Article provided by Harriet Hayward, Senior Associate, LifeSight
The gender pay gap has finally been getting some of the recognition it deserves.
But the issues, sadly, don’t end there. James Brown’s iconic lyrics ‘It’s a Man’s Man’s Man’s World’, ring true when it comes to pensions too.
In fact, there is a gender pension savings gap of 54 per cent, with men on average holding personal savings destined for retirement of £162,400 compared with just £73,900 for women (across private pots and occupational defined contribution (DC) and defined benefit (DB) pension schemes). In their DC pensions, women hold less than half the retirement savings of men, a median of £5,000 compared to £12,000.

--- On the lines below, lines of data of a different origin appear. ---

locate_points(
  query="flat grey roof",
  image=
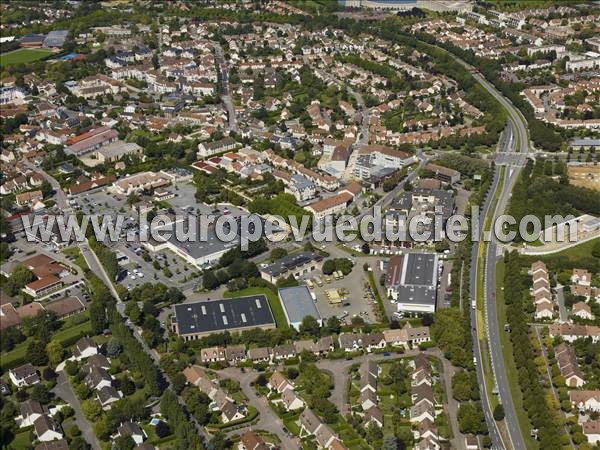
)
(197, 247)
(584, 142)
(290, 262)
(220, 315)
(420, 269)
(298, 303)
(418, 295)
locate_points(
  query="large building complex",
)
(411, 280)
(297, 304)
(194, 320)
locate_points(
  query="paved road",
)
(226, 97)
(64, 391)
(339, 395)
(268, 419)
(96, 267)
(515, 437)
(518, 141)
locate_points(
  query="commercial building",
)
(194, 320)
(297, 264)
(90, 141)
(411, 280)
(297, 304)
(140, 182)
(329, 206)
(206, 149)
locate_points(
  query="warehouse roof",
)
(221, 315)
(298, 303)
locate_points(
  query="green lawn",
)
(576, 251)
(67, 337)
(274, 302)
(509, 361)
(23, 55)
(22, 440)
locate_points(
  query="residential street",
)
(268, 420)
(64, 390)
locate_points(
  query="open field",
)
(23, 55)
(587, 176)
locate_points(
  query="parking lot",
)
(355, 299)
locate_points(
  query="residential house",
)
(252, 441)
(98, 378)
(284, 351)
(585, 400)
(24, 376)
(351, 342)
(212, 354)
(373, 415)
(261, 354)
(84, 348)
(46, 429)
(572, 332)
(291, 401)
(374, 341)
(235, 353)
(279, 383)
(583, 311)
(133, 430)
(107, 395)
(30, 410)
(230, 412)
(591, 430)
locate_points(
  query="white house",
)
(24, 375)
(46, 429)
(84, 348)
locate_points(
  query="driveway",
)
(64, 391)
(560, 299)
(268, 419)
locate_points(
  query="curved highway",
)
(513, 147)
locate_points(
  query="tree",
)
(310, 326)
(36, 353)
(78, 443)
(278, 253)
(91, 409)
(499, 412)
(178, 382)
(124, 443)
(56, 352)
(162, 429)
(334, 324)
(134, 312)
(596, 250)
(328, 266)
(209, 280)
(97, 316)
(40, 393)
(113, 348)
(390, 442)
(471, 419)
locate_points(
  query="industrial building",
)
(411, 281)
(194, 320)
(297, 304)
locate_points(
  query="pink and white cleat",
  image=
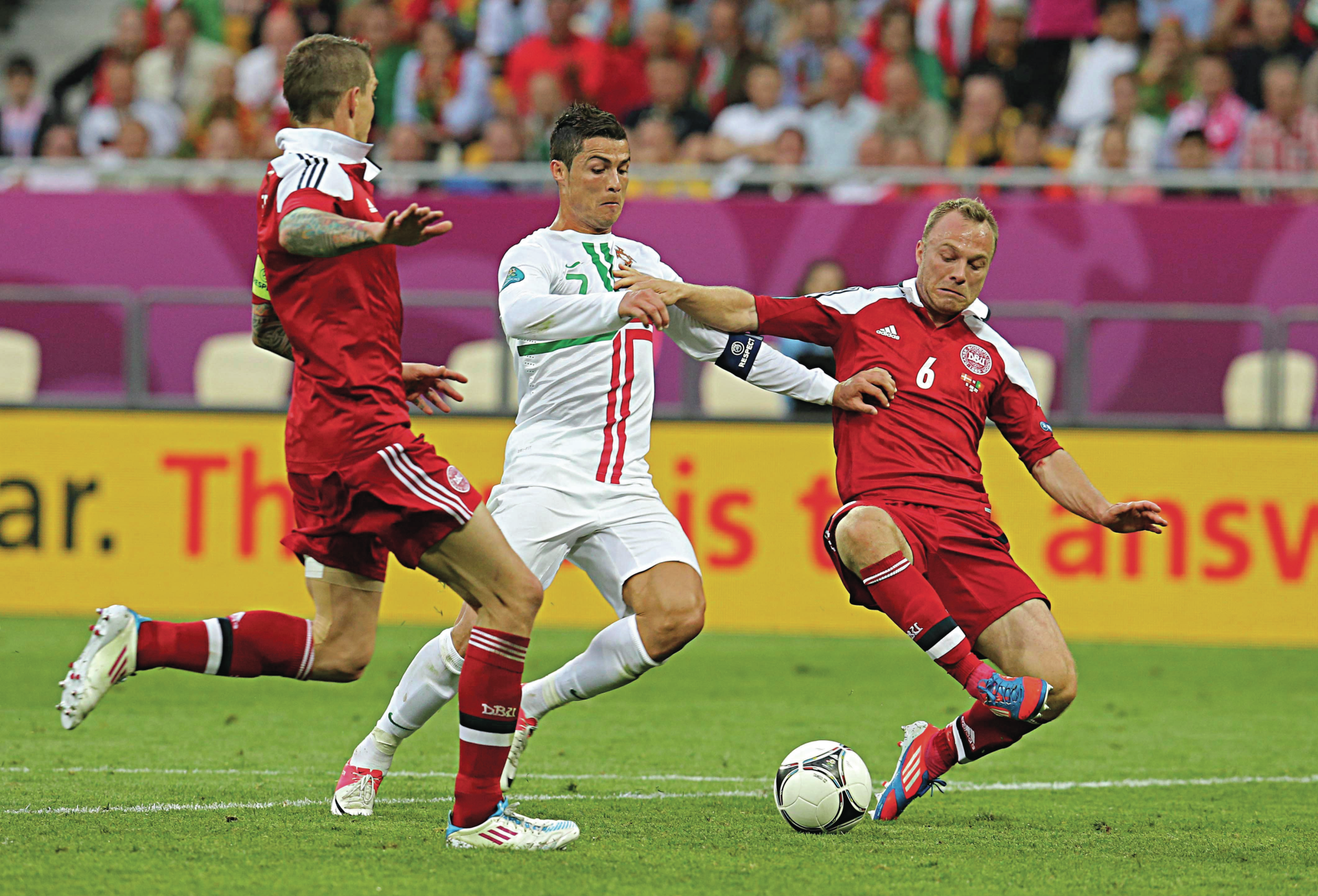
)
(355, 795)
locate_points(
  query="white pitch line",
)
(284, 804)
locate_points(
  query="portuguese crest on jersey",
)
(977, 358)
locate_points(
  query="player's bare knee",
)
(866, 536)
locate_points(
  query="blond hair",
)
(972, 210)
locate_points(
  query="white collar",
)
(331, 144)
(975, 309)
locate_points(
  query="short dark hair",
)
(319, 71)
(579, 123)
(20, 65)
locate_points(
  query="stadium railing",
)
(724, 179)
(1078, 322)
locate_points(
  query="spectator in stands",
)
(836, 126)
(574, 60)
(1273, 38)
(224, 104)
(1193, 16)
(910, 114)
(1143, 133)
(1283, 137)
(725, 58)
(100, 124)
(891, 37)
(441, 89)
(24, 114)
(986, 124)
(1214, 110)
(547, 103)
(1166, 76)
(90, 73)
(752, 128)
(955, 31)
(1087, 97)
(207, 17)
(260, 73)
(181, 69)
(802, 62)
(1006, 57)
(504, 24)
(669, 81)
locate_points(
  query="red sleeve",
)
(308, 198)
(805, 319)
(1023, 423)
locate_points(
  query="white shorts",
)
(607, 534)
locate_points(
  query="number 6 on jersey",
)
(924, 378)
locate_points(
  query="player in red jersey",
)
(326, 295)
(915, 537)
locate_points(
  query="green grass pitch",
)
(726, 711)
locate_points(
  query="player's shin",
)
(488, 695)
(908, 599)
(242, 645)
(428, 683)
(614, 658)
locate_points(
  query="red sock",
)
(489, 691)
(242, 646)
(973, 734)
(910, 601)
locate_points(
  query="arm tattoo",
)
(268, 332)
(323, 235)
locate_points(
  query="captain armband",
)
(740, 354)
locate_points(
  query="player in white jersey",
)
(577, 485)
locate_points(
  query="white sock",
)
(428, 683)
(614, 658)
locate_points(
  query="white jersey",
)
(586, 376)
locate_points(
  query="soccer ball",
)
(823, 788)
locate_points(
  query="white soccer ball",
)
(823, 788)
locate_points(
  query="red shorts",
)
(402, 500)
(961, 553)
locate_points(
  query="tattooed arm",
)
(325, 235)
(268, 332)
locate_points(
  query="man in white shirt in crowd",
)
(836, 126)
(181, 69)
(750, 128)
(1089, 91)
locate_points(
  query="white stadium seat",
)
(1043, 371)
(231, 372)
(20, 367)
(724, 394)
(1245, 397)
(480, 363)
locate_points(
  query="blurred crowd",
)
(822, 84)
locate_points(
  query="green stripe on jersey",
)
(541, 348)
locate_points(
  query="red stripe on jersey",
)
(629, 377)
(610, 414)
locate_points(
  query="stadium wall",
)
(180, 514)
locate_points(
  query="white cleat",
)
(511, 831)
(108, 658)
(356, 791)
(521, 737)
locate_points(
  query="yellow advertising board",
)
(180, 516)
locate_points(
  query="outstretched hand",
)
(866, 391)
(426, 385)
(1134, 517)
(411, 227)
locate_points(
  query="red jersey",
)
(924, 448)
(345, 317)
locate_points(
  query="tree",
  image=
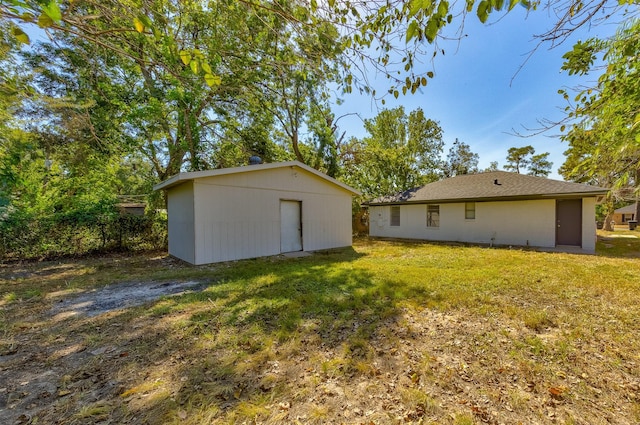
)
(460, 160)
(493, 166)
(520, 159)
(400, 153)
(271, 82)
(604, 140)
(374, 32)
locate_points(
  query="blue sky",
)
(474, 95)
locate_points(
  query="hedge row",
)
(26, 237)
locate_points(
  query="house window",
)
(395, 216)
(470, 210)
(433, 215)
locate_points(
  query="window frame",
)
(431, 210)
(393, 215)
(469, 213)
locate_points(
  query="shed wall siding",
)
(238, 216)
(589, 224)
(180, 210)
(507, 222)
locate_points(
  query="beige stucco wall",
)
(180, 222)
(518, 223)
(238, 216)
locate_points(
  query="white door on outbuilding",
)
(290, 226)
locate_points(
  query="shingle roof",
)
(496, 185)
(629, 209)
(182, 177)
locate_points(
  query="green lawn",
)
(384, 332)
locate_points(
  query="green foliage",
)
(460, 160)
(604, 140)
(519, 159)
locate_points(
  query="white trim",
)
(182, 177)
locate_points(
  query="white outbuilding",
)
(255, 211)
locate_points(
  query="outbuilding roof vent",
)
(255, 160)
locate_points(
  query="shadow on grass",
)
(618, 245)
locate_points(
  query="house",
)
(624, 214)
(254, 211)
(498, 208)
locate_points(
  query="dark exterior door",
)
(569, 222)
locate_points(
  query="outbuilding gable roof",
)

How does that translate into income during retirement? Data from the Department for Work and Pensions shows the income of women currently in retirement is on average £42 per week lower than for men. Over the course of retirement that could equate to over £40,000 and based on current savings trends, the difference is only set to get worse.
With much needed progress on a number of different gender equality issues finally gaining momentum (spurred on by movements such as #MeToo), in this article we look at the reasons behind the ‘gender pensions gap’ and what can be done to tackle the problem.
Mind the gap
Whilst the gender pay gap has narrowed in the past 20 years (according to the annual snapshot of earnings from the Office of National Statistics), there is still an unacceptable difference in the number of senior high earning men compared to senior high earning women. Although the gender pay gap reporting is attempting to challenge this, it is still too soon to tell the true impact of the regulation.

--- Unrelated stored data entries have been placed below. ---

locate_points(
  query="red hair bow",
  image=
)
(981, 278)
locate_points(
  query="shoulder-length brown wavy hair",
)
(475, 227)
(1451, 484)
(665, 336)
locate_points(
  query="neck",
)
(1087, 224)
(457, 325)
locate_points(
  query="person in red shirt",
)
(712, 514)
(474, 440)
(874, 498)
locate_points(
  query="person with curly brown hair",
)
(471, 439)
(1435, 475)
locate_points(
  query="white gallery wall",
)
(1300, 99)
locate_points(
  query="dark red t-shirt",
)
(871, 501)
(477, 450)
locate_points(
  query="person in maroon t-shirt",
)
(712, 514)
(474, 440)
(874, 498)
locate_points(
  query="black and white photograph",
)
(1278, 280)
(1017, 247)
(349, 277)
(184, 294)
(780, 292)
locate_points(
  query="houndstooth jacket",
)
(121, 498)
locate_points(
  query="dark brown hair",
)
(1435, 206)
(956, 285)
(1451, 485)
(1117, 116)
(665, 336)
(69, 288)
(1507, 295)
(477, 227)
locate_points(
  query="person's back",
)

This pay gap isn’t only making women’s financial lives difficult in the present, but has a knock-on effect with their retirement savings. Women typically earn 18.4 per cent less than men and so they have less money to put towards their pensions, meaning that to a large degree the gender pay gap creates the gender pensions gap.
Less money = smaller pension pot
But the gender pensions gap doesn’t start and end with salary contributions. As minimum pension contribution requirements set by the government through auto enrolment are increasing, some reports estimate that the rise could take a fifth of the average employee’s available spend from 2019. This will add financial pressure to workers who are already struggling, increasing the risk that – particularly younger workers – may opt-out of workplace pension schemes altogether. This could be harmful to their retirement savings, especially given that people are, on average, working for longer.
In order to ensure individuals don’t make knee-jerk decisions in light of the increased contribution levels, employers need to help employees understand the benefits of work place pensions and long-term saving towards their retirement. This can be achieved by using easily accessible, jargon-free communications providing guidance to ensure they continue saving sufficiently for their retirement.
What changes can be made?
The pensions industry can also help by offering better communications around women’s specific life paths, helping them to understand the impact of part-time work, career breaks and the best way to plan or compensate for them when it comes to their retirement savings.
There is much to be done to tackle issues contibuting to the pensions gap, such as removing the gender pay gap and improving financial education amongst women. However, when it comes to accumulating pension savings, it is best to start saving early. With so much uncertainty and confusion in the pensions field, this is the surest way to protect against poverty in retirement for everyone, regardless of gender.